Howe entered the navy in 1740, saw much active service, especially in North America, and was rapidly promoted. By the death of his elder brother, on July 6, 1758, he became Viscount Howe—an Irish peerage. In 1762 he was elected member of Parliament for Dartmouth. During 1763 and 1765 he was a member of the Admiralty board and from 1765 to 1770 was treasurer of the navy. In 1770 he was promoted rear admiral and in 1775 vice admiral. In 1776 he was appointed to the command of the North American station, where, in his sympathy for the colonists, he tried conciliation. When France declared war and sent a powerful squadron under the Count d’Estaing, Howe was put on the defensive, but he baffled the French admiral at Sandy Hook and defeated his attempt to take Newport in Rhode Island by a fine combination of caution and calculated daring. On the arrival of Adm. John Byron from England with reinforcements, Howe left the station in September, returning to England.
On the change of ministry in March 1782 he was selected to command in the English Channel, and in the autumn of that year he carried out the difficult operation of the final relief of Gibraltar. The French and Spaniards had in all 46 line-of-battle ships to his 33, and his ships were ill-equipped and ill-manned. But Howe handled his ships well, the enemy was awkward and unenterprising, and the operation was brilliantly successful. From Jan. 28 to April 16, 1783, he was first lord of the Admiralty, and again from December 1783 until August 1788, in William Pitt’s first ministry.
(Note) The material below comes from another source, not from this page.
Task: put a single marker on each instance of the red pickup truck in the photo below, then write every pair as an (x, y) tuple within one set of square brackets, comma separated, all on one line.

On the outbreak of the French Revolutionary War in 1793 he was again named to the command of the Channel fleet. In 1794 he won the epoch-making victory of the First of June, a victory not excelled by any of his successors in the war, not even by Horatio Nelson, since they had his example to follow and were served by more highly trained squadrons than his. In 1797 he was called on to pacify the mutineers at Spithead, and he showed great influence with the seamen.
In 1782 he was created Viscount Howe of Langar and in 1788 Baron and Earl Howe.